# Did Leopard need a CD-key for you?



## Mario8672 (Oct 27, 2007)

Mine didn't, just wondering if this was normal. I installed the single user one.


----------



## mfkne (Oct 27, 2007)

This is perfectly normal. Or was a key delivered with your pack of Leopard?


----------



## ScottW (Oct 27, 2007)

this is normal. OS X user edition doesn't use keys.


----------



## Mario8672 (Oct 27, 2007)

I'm not sure. What format is the CD-key supposed to be in? I didn't recognize a CD-key written anywhere.
Thanks

EDIT: Leopard Single-User also didn't require ANY activation/verification/registration whatsoever, this is all normal, I assume?


----------



## DeltaMac (Oct 27, 2007)

No activation/registration codes - Apple actually trusts their users on this kind of issue. Nice to not deal with microsoft, eh?


----------



## Mario8672 (Oct 27, 2007)

That's actually really nice of them. I'm sure Apple are just glad that people are CHOOSING to use Mac OS X instead of Windows. 

Thanks again. I LOVE Leopard, btw


----------



## Giaguara (Oct 27, 2007)

Only if you install Mac OS X Server, you will be asked for the key.


----------



## jbarley (Oct 27, 2007)

Mario8672 said:


> I'm not sure. What format is the CD-key supposed to be in? I didn't recognize a CD-key written anywhere.
> Thanks
> 
> EDIT: Leopard Single-User also didn't require ANY activation/verification/registration whatsoever, this is all normal, I assume?

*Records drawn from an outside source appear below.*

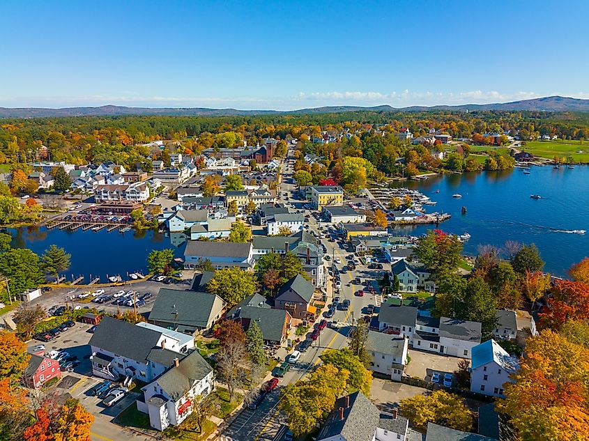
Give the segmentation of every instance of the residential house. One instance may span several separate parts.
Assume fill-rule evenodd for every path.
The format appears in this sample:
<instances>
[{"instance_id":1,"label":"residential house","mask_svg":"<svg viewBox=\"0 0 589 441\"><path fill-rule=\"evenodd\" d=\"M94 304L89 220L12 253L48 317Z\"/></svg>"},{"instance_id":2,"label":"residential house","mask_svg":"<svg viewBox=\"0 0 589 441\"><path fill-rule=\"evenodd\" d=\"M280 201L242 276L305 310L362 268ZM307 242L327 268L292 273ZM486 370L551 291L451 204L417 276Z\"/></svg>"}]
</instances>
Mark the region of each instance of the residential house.
<instances>
[{"instance_id":1,"label":"residential house","mask_svg":"<svg viewBox=\"0 0 589 441\"><path fill-rule=\"evenodd\" d=\"M392 279L395 275L399 279L399 291L401 293L417 293L420 288L429 293L436 291L435 284L429 280L431 271L424 265L409 263L403 258L391 265L390 272Z\"/></svg>"},{"instance_id":2,"label":"residential house","mask_svg":"<svg viewBox=\"0 0 589 441\"><path fill-rule=\"evenodd\" d=\"M31 355L22 374L22 383L31 389L40 389L49 380L61 378L59 362L45 357L40 350Z\"/></svg>"},{"instance_id":3,"label":"residential house","mask_svg":"<svg viewBox=\"0 0 589 441\"><path fill-rule=\"evenodd\" d=\"M177 232L188 230L193 225L206 225L208 219L208 210L180 210L169 217L167 223L171 232Z\"/></svg>"},{"instance_id":4,"label":"residential house","mask_svg":"<svg viewBox=\"0 0 589 441\"><path fill-rule=\"evenodd\" d=\"M321 210L326 206L344 205L344 190L341 187L323 185L311 187L311 204Z\"/></svg>"},{"instance_id":5,"label":"residential house","mask_svg":"<svg viewBox=\"0 0 589 441\"><path fill-rule=\"evenodd\" d=\"M515 340L517 335L517 314L515 311L498 309L495 312L496 325L493 330L496 339Z\"/></svg>"},{"instance_id":6,"label":"residential house","mask_svg":"<svg viewBox=\"0 0 589 441\"><path fill-rule=\"evenodd\" d=\"M231 232L231 225L234 222L235 217L209 218L206 224L195 224L190 227L190 239L198 240L204 238L208 239L227 238Z\"/></svg>"},{"instance_id":7,"label":"residential house","mask_svg":"<svg viewBox=\"0 0 589 441\"><path fill-rule=\"evenodd\" d=\"M421 441L409 420L393 409L381 412L360 392L338 399L317 441Z\"/></svg>"},{"instance_id":8,"label":"residential house","mask_svg":"<svg viewBox=\"0 0 589 441\"><path fill-rule=\"evenodd\" d=\"M163 431L186 419L213 387L213 368L194 350L175 358L169 370L141 388L137 410L149 415L151 427Z\"/></svg>"},{"instance_id":9,"label":"residential house","mask_svg":"<svg viewBox=\"0 0 589 441\"><path fill-rule=\"evenodd\" d=\"M153 381L194 348L192 338L163 327L150 329L105 316L90 339L92 373L118 381Z\"/></svg>"},{"instance_id":10,"label":"residential house","mask_svg":"<svg viewBox=\"0 0 589 441\"><path fill-rule=\"evenodd\" d=\"M268 234L278 234L280 229L285 228L289 229L291 233L300 231L304 220L305 217L302 214L273 215L266 221Z\"/></svg>"},{"instance_id":11,"label":"residential house","mask_svg":"<svg viewBox=\"0 0 589 441\"><path fill-rule=\"evenodd\" d=\"M323 218L331 224L365 222L366 215L356 211L349 206L328 206L323 207Z\"/></svg>"},{"instance_id":12,"label":"residential house","mask_svg":"<svg viewBox=\"0 0 589 441\"><path fill-rule=\"evenodd\" d=\"M215 269L238 267L253 270L254 252L250 243L189 240L184 251L184 269L194 270L209 261Z\"/></svg>"},{"instance_id":13,"label":"residential house","mask_svg":"<svg viewBox=\"0 0 589 441\"><path fill-rule=\"evenodd\" d=\"M250 295L236 304L227 314L227 318L238 321L245 332L256 323L264 343L270 345L284 343L292 321L286 310L270 308L266 297L259 294Z\"/></svg>"},{"instance_id":14,"label":"residential house","mask_svg":"<svg viewBox=\"0 0 589 441\"><path fill-rule=\"evenodd\" d=\"M247 206L247 190L229 190L225 192L225 207L229 208L229 204L235 201L238 209L243 210Z\"/></svg>"},{"instance_id":15,"label":"residential house","mask_svg":"<svg viewBox=\"0 0 589 441\"><path fill-rule=\"evenodd\" d=\"M401 381L405 365L409 340L406 336L368 331L366 340L366 353L369 362L368 369Z\"/></svg>"},{"instance_id":16,"label":"residential house","mask_svg":"<svg viewBox=\"0 0 589 441\"><path fill-rule=\"evenodd\" d=\"M148 321L194 335L211 329L221 318L224 308L225 302L215 294L160 288Z\"/></svg>"},{"instance_id":17,"label":"residential house","mask_svg":"<svg viewBox=\"0 0 589 441\"><path fill-rule=\"evenodd\" d=\"M297 275L280 287L274 299L274 307L284 309L293 318L307 320L316 312L311 304L315 288L303 276Z\"/></svg>"},{"instance_id":18,"label":"residential house","mask_svg":"<svg viewBox=\"0 0 589 441\"><path fill-rule=\"evenodd\" d=\"M353 236L358 235L386 235L386 227L378 226L371 223L342 223L339 225L339 229L349 240Z\"/></svg>"},{"instance_id":19,"label":"residential house","mask_svg":"<svg viewBox=\"0 0 589 441\"><path fill-rule=\"evenodd\" d=\"M493 339L473 348L471 365L471 390L501 398L505 397L503 385L512 381L510 376L519 367L517 358Z\"/></svg>"}]
</instances>

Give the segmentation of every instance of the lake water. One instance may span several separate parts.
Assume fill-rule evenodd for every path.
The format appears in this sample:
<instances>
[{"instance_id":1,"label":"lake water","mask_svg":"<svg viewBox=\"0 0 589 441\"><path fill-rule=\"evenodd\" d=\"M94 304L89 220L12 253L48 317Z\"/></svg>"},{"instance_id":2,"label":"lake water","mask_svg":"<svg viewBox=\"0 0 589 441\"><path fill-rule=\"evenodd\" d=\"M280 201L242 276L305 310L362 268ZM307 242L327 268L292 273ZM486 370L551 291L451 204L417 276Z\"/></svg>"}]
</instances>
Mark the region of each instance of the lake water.
<instances>
[{"instance_id":1,"label":"lake water","mask_svg":"<svg viewBox=\"0 0 589 441\"><path fill-rule=\"evenodd\" d=\"M501 246L508 240L533 242L546 261L545 270L557 275L565 275L571 265L589 256L589 167L572 170L533 167L529 175L514 169L438 176L399 186L420 189L436 201L435 206L427 206L429 212L450 213L452 218L440 228L470 233L472 237L464 245L466 254L476 254L480 244ZM452 198L454 193L462 198ZM535 194L542 199L530 199ZM467 208L465 215L461 215L463 206ZM399 232L419 235L431 228L434 226L408 226ZM588 233L563 232L570 230L587 230ZM40 227L9 231L13 247L29 248L40 255L51 244L64 248L72 255L68 279L72 274L87 278L92 274L103 281L107 274L146 272L147 256L152 249L172 248L176 257L182 257L185 240L183 234L165 236L151 231L121 234Z\"/></svg>"},{"instance_id":2,"label":"lake water","mask_svg":"<svg viewBox=\"0 0 589 441\"><path fill-rule=\"evenodd\" d=\"M589 167L574 169L532 167L522 169L437 176L427 180L399 184L419 189L437 202L428 212L452 215L440 224L449 233L468 232L467 254L475 255L480 244L502 246L506 240L535 243L546 262L544 270L566 274L573 263L589 256ZM435 192L439 189L440 192ZM460 199L452 194L462 195ZM530 194L542 199L532 199ZM462 206L466 215L461 214ZM434 226L400 229L419 235ZM566 233L586 230L585 235Z\"/></svg>"}]
</instances>

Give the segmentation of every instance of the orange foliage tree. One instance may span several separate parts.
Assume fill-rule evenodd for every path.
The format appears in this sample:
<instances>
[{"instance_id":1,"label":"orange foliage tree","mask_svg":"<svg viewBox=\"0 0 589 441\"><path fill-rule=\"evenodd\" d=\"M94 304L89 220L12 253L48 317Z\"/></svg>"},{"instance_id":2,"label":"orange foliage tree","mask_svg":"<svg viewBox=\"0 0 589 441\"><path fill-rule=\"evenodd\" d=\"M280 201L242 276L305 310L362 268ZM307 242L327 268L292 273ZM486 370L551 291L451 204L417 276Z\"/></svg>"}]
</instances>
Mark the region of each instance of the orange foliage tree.
<instances>
[{"instance_id":1,"label":"orange foliage tree","mask_svg":"<svg viewBox=\"0 0 589 441\"><path fill-rule=\"evenodd\" d=\"M589 284L589 257L586 257L579 263L573 265L569 269L569 274L577 281Z\"/></svg>"},{"instance_id":2,"label":"orange foliage tree","mask_svg":"<svg viewBox=\"0 0 589 441\"><path fill-rule=\"evenodd\" d=\"M522 441L589 439L589 350L549 330L528 339L498 410Z\"/></svg>"},{"instance_id":3,"label":"orange foliage tree","mask_svg":"<svg viewBox=\"0 0 589 441\"><path fill-rule=\"evenodd\" d=\"M551 290L544 311L540 314L542 327L560 330L568 320L589 318L589 285L582 281L561 280Z\"/></svg>"}]
</instances>

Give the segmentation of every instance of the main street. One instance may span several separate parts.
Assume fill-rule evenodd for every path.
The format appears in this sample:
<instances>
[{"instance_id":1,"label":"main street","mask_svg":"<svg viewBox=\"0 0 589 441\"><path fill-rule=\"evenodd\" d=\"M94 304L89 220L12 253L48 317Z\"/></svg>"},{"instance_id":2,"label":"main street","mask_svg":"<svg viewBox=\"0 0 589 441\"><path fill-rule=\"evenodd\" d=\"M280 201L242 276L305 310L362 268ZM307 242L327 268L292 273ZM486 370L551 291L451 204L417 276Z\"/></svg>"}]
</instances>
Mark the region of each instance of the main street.
<instances>
[{"instance_id":1,"label":"main street","mask_svg":"<svg viewBox=\"0 0 589 441\"><path fill-rule=\"evenodd\" d=\"M332 302L335 295L339 297L340 302L349 300L350 307L348 311L336 309L333 317L330 320L337 320L344 325L338 329L326 327L321 331L317 340L313 342L306 352L302 353L298 362L280 379L278 388L268 394L259 408L257 410L244 410L224 431L222 438L224 441L232 440L278 441L281 440L285 432L284 424L286 421L285 416L278 408L280 389L288 384L304 378L312 372L321 362L319 357L324 350L330 348L339 349L346 346L348 336L352 330L354 321L362 318L362 311L369 304L375 306L376 304L375 295L372 293L365 291L363 297L356 295L358 291L364 287L362 285L353 283L353 281L357 277L360 277L361 281L370 281L378 292L378 281L382 277L381 272L369 270L358 263L356 264L355 270L342 272L342 268L347 263L346 257L351 253L343 248L342 240L337 239L335 242L330 242L329 233L320 232L319 230L320 228L325 229L324 227L330 224L316 220L310 210L303 208L305 201L297 200L294 197L298 189L292 179L292 174L294 172L293 169L294 160L289 158L293 157L293 154L292 150L289 150L287 159L282 162L282 179L279 187L280 202L289 206L291 210L300 210L305 215L310 215L309 217L306 218L308 221L305 222L305 225L308 225L308 227L305 227L306 229L308 232L314 233L316 238L319 238L320 235L323 235L323 238L318 238L318 240L325 246L327 250L325 254L329 256L331 259L326 261L326 265L328 268L335 266L340 274L342 286L339 292L335 292L337 290L333 288L335 278L329 277L327 287L327 303L330 304ZM337 258L340 261L339 263L335 263L335 259ZM390 269L390 265L385 265L385 270ZM302 338L304 339L305 336ZM283 355L284 353L282 351L281 353Z\"/></svg>"}]
</instances>

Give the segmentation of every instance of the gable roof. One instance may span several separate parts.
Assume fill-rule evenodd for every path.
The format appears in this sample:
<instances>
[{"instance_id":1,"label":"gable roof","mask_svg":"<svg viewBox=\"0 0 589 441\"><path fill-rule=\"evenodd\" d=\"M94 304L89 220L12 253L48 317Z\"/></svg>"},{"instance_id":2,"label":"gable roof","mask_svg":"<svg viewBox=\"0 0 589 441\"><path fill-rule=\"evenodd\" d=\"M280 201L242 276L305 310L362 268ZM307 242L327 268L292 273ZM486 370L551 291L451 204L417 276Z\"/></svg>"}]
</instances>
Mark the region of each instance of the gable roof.
<instances>
[{"instance_id":1,"label":"gable roof","mask_svg":"<svg viewBox=\"0 0 589 441\"><path fill-rule=\"evenodd\" d=\"M206 327L215 303L222 302L215 294L160 288L149 321L174 323L180 330Z\"/></svg>"},{"instance_id":2,"label":"gable roof","mask_svg":"<svg viewBox=\"0 0 589 441\"><path fill-rule=\"evenodd\" d=\"M391 325L415 326L417 318L418 309L415 307L397 307L383 303L378 312L378 321Z\"/></svg>"},{"instance_id":3,"label":"gable roof","mask_svg":"<svg viewBox=\"0 0 589 441\"><path fill-rule=\"evenodd\" d=\"M161 336L158 331L107 316L96 326L89 344L137 362L147 362Z\"/></svg>"},{"instance_id":4,"label":"gable roof","mask_svg":"<svg viewBox=\"0 0 589 441\"><path fill-rule=\"evenodd\" d=\"M480 343L481 324L480 322L441 317L440 336Z\"/></svg>"},{"instance_id":5,"label":"gable roof","mask_svg":"<svg viewBox=\"0 0 589 441\"><path fill-rule=\"evenodd\" d=\"M510 356L507 351L492 339L473 348L471 354L473 369L491 362L495 362L509 372L514 372L519 366L517 359Z\"/></svg>"},{"instance_id":6,"label":"gable roof","mask_svg":"<svg viewBox=\"0 0 589 441\"><path fill-rule=\"evenodd\" d=\"M366 350L392 357L402 357L408 341L402 337L376 331L368 331Z\"/></svg>"},{"instance_id":7,"label":"gable roof","mask_svg":"<svg viewBox=\"0 0 589 441\"><path fill-rule=\"evenodd\" d=\"M162 374L156 381L166 394L176 401L184 396L195 381L201 381L212 371L213 368L199 351L193 350L180 360L178 366Z\"/></svg>"},{"instance_id":8,"label":"gable roof","mask_svg":"<svg viewBox=\"0 0 589 441\"><path fill-rule=\"evenodd\" d=\"M343 408L343 419L340 417L340 408ZM380 414L360 392L343 396L335 402L333 411L328 417L317 440L339 435L346 441L372 441Z\"/></svg>"},{"instance_id":9,"label":"gable roof","mask_svg":"<svg viewBox=\"0 0 589 441\"><path fill-rule=\"evenodd\" d=\"M280 287L276 298L280 297L289 289L298 294L307 303L313 298L313 293L315 292L313 285L307 281L300 274L297 274Z\"/></svg>"}]
</instances>

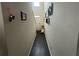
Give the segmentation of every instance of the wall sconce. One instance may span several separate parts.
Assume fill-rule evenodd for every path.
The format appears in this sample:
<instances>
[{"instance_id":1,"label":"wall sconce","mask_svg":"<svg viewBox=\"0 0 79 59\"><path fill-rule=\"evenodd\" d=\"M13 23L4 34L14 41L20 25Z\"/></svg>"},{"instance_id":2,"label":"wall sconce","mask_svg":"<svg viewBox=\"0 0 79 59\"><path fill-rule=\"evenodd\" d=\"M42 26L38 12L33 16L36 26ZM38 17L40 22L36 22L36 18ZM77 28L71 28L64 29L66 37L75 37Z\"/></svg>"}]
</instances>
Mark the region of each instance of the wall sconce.
<instances>
[{"instance_id":1,"label":"wall sconce","mask_svg":"<svg viewBox=\"0 0 79 59\"><path fill-rule=\"evenodd\" d=\"M9 15L9 21L12 22L12 20L14 20L15 16L13 16L12 14Z\"/></svg>"}]
</instances>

You sound like a recent MS Windows convert.

jb.


----------



## SGilbert (Oct 27, 2007)

DeltaMac said:


> No activation/registration codes - Apple actually trusts their users on this kind of issue. Nice to not deal with microsoft, eh?



Adobe is the worst!


----------



## fryke (Oct 27, 2007)

I seriously thought you were kidding, for a moment, and then thought: Hey, could be someone who went through the Microsoft-school before buying the first Mac. 

Well... I guess it's clear by now. Leopard does _not_ need anything like a serial number, CD key or activation, although Apple does ask for registration after installation (which you can decline).

The server version, as Giaguara has pointed out, _does_ use a serial number. The server serials decide whether it's a limited or unlimited license.


----------



## Mario8672 (Oct 27, 2007)

jbarley said:


> You sound like a recent MS Windows convert.
> 
> jb.


Naah, I got my first mac last October. But I still remember the pain that MS Windows caused me


----------